Until the anti-expanded research advocates come up with a sensible, generally accepted answers to those questions, their anti-research efforts lack credibility, as I see it.
* * *
One wonders if receipt of the Nobel Peace Prize—totally undeserved, in the opinion of a very great many observers—may turn out to be a political liability to President Obama.
Certainly not lost on the world’s observers—and the American people—is the irony of Obama accepting a peace award at the same time he has committed the United States to send 30,000 more troops into a war in Afghanistan.
The irony is underscored by the fact that within days of Obama announcing a July 11, 2011 date as the start of withdrawal of the troops, officials in his administration began stressing that American military forces could remain in Afghanistan for a long time.

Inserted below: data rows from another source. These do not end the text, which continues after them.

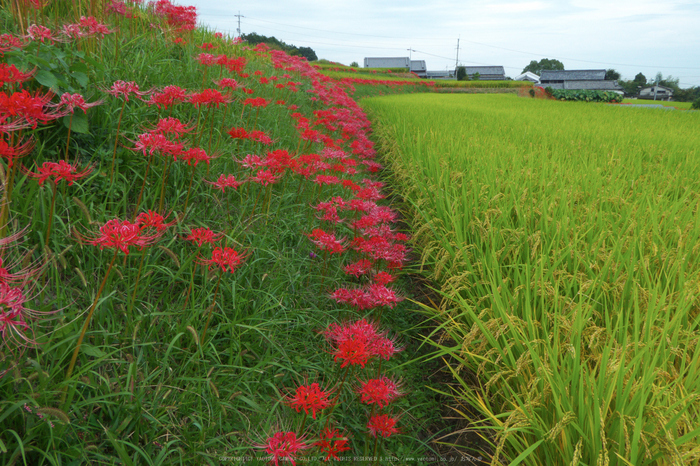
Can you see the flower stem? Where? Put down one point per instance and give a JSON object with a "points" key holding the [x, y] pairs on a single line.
{"points": [[211, 308], [53, 203], [116, 140], [87, 323]]}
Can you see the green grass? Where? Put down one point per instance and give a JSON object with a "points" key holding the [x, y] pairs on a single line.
{"points": [[563, 239], [149, 387]]}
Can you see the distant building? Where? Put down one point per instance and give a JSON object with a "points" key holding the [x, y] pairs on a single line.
{"points": [[416, 66], [589, 80], [387, 62], [487, 73], [443, 74], [656, 93], [527, 76]]}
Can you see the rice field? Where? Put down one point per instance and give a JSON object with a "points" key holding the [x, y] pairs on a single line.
{"points": [[564, 240]]}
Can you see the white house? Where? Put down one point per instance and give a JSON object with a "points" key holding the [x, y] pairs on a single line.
{"points": [[527, 76], [656, 93]]}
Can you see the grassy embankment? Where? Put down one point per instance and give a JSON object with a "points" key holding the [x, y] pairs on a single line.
{"points": [[564, 240], [122, 336]]}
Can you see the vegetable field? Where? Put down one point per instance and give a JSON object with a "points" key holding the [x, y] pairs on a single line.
{"points": [[565, 241]]}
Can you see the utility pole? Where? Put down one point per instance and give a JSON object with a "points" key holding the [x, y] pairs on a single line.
{"points": [[239, 22], [457, 59]]}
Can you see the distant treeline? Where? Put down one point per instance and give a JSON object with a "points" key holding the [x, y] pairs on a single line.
{"points": [[273, 42]]}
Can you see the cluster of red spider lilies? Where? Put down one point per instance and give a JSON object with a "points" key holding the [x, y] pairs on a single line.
{"points": [[330, 164]]}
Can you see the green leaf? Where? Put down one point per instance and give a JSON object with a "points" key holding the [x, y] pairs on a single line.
{"points": [[81, 78], [78, 67], [92, 350], [47, 79]]}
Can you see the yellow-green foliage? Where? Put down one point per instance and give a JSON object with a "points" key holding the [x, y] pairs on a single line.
{"points": [[566, 240]]}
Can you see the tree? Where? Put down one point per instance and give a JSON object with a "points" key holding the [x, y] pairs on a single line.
{"points": [[611, 75], [544, 64], [308, 53]]}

As The New York Times put it, the officials in the Obama administration are “seeking to blunt criticism that President Obama had sent the wrong signal in his war-strategy speech last week by projecting July, 2011 as a start for withdrawal.”
* * *
Election of Houston’s new mayor, Annie Parker, has lesbian and homosexual activists all over the country were understandably overjoyed by the victory of Parker, an acknowledged lesbian.
But one can question, it seems to me, the extent of the significance which Parker herself attached to her victory in describing it in these words:
“…It is about changing the lives of all Houstonians for the better.”

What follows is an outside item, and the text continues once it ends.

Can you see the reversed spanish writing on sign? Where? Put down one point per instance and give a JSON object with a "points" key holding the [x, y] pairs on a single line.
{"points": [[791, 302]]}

One wonders whether the lives of all Houstonians will be changed for the better because the city has elected its first lesbian mayor.
* * *
Some final Heisman Trophy/Husker football thoughts for today:
Typical of most of the national news media focus on the Heisman Trophy as only a recognition of offensive performance was a recent Sports Illustrated story telling of Texas quarterback Colt McCoy’s performance in the Big 12 championship game against Nebraska. While the story gave Nebraska’s Ndamukong Suh proper credit for a performance which included 12 tackles, including 4-1/2 sacks of McCoy, the emphasis of the article was on the fact that, as the headline put it, “Colt McCoy may have thrown away the Heisman.”
No mention of the possibility that Suh’s dominating performance in a nationally-spotlighted conference championship game might have—indeed, should have—enhanced his chances of finishing ahead of McCoy in the Heisman voting.
Instead, Suh finished fourth and McCoy finished third.
Interestingly and, I thought, rather oddly, one Nebraska sports commentator seemed to make a rather philosophical appraisal of Suh finishing a surprisingly low fourth in the Heisman balloting. This commentator seemed quite satisfied that Suh had won Heisman attention and won so many other trophies.
This was an interesting contrast to the comments of a Denver Post columnist, who, while predicting that Suh would not win the Heisman, said Suh “deserves to break the Heisman barrier…he was, in fact, college football’s most outstanding player this year. And if he doesn’t walk away with that statue, it will be because too many voters labor under a narrow-minded prejudice that just won’t die.”
Final football thought for the day:
I have commented before on the impropriety of so many athletes invoking divine help—or thanking divine intervention—for success in a football or basketball or baseball game.
Such impropriety was on display in crucial regular season-ending games this month.
Tim Tebow of Florida—who won the Heisman Trophy as a sophomore two years ago but finished a deserved fifth in the Heisman Trophy voting this year—wore those glare-reducing patches under each eye in a showdown game with Alabama. There was a Biblical reference on display as television cameras focused on Tebow’s “John 16:33” lettering on his under-eye patches.
If you took the trouble to look up John 16:33 in the Bible, you would see these words: “In this world, you will have trouble. But take heart. I have overcome the world.” Unfortunately for Tebow, he had trouble, but he did not overcome Alabama.
In the Sports Illustrated article on the Nebraska-Texas game, we read that during the timeout before the last-second game winning field goal, holder Jordan Shipley whispered a verse from the Book of Jeremiah into the ear of kicker Hunter Lawrence: “Blessed is the man who trusts in the Lord.”
Come on. Did the Texas kick-holder really believe the Lord had any interest in who won the Big 12 conference championship?